Post its induction of the cement industry veteran Anil Singhvi for its natural resources business, Reliance ADA Group is now looking at acquisitions of small and medium cement companies. A Business Standard today said that the group has already initiated talks with various small and medium sized companies, while it has also hired a merchant banker to shortlist acquisition targets.
VC Circle spoke to analysts tracking the cement sector and found that there could be some regional cement players – large and small ones – whom ADAG could look at acquiring. “RS Lhoda could look at exiting the cement business but it may take a call on this only after Lodha’s claim on MP Birla group is settled,” said an analyst, who did not want to be named.
Lodha has cement plants at Satna (Madhya Pradesh) and Chanderia (Rajasthan). Lodha’s cement plant might prove useful to ADAG Group’s 4,000 MW mega power project at Sasan. Analysts further reckon that Binani Cement and Saurashtra Cement could also be the likely candidates for a sell-out. Other potential targets could be JK Cement, Jaypee Group, Prism Cements and Sidhee Cements.
VC Circle does not have an official response from any of these manufacturers nor is to say that any of these cement manufacturers are up for sale. But analysts find some of them as probable buyout opportunities.
Nearly all cement companies are expected to report a dent in its operating margins on account of rising input costs (especially coal) and higher freight expenses, the analysts said. Profitability will also be impacted owing to higher depreciation and interest cost due to capacity additions.
“It’s all about the timing. I would rather not enter a business when the margins are expected to be under pressure than be in it when margins have already come under pressure,” said a senior analyst with a Mumbai based broking firm. He said that it is still too early to enter the cement market even if the ADAG Group is eyeing the real estate and infrastructure space because excess supply coupled with cost push will put margins effectively under pressure.
The current down cycles have been significant for the industry and the revenues are expected to witness single-digit growth as compared with the same period last year, while net profit is likely to decline.
So, there could be players who could be interested in selling out and looking to exit the cement business which is facing legitimate concerns of high input costs, high freight expenses, excess capacity amidst reduced demand, and the limitation of being a regional player. Also, a large chunk of the cement industry’s revenues goes to the exchequer as tax and loyalty payments.
“A cement industry by its very nature has to be a regional player. The input costs are escalating and the coal component is very expensive. There is excess supply and the demand for cement is growing at 8% annually which could see a slowdown if the current cycles don’t improve. We see a reduction of 400-500 basis points in the margins,” says another analyst with another Mumbai based broking firm, who adds that “the situation should improve by the end of this year.”
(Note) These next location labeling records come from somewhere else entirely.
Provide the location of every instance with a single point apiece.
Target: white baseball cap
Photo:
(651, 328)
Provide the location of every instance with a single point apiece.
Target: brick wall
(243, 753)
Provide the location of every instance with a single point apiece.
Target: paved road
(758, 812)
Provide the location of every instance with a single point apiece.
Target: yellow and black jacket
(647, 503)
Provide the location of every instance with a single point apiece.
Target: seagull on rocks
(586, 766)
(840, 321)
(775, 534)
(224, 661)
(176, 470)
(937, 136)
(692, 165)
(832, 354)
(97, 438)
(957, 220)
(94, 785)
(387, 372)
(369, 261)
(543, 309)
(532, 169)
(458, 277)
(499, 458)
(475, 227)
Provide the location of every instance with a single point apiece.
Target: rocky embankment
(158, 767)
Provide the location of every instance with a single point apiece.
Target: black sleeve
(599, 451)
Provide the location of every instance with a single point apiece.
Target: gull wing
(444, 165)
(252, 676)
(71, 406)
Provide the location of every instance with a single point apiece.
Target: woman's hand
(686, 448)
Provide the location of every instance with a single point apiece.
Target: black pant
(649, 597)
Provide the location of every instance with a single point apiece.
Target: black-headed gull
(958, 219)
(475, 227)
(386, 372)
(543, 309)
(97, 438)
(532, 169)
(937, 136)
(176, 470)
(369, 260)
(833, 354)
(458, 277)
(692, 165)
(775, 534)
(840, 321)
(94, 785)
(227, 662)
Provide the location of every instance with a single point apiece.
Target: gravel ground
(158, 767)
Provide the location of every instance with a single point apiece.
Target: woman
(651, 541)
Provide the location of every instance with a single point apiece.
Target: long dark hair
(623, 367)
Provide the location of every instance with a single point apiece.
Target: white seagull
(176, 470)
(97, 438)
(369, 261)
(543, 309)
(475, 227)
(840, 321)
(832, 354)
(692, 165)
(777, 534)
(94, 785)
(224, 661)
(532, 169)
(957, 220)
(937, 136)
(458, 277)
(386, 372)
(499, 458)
However, the companies are not facing any kind of selling pressures as yet. So the ADAG Group will have to offer a high premium for these acquisitions. Unlike the previous cycles, where the cement companies were overleveraged and were facing pressures of capacity additions and selling out (when we saw an Ultratech-Grasim sellout happening), the scene is different now. Most of these tier II players are managing cash flows and funding through internal accruals and have stable financial help, also available in the form of private equity to a few players. There would be players mostly in the tier II cities who would be willing to sell out and there could be some consolidation in the cement players of southern India as the top players in the space constitute the northern region.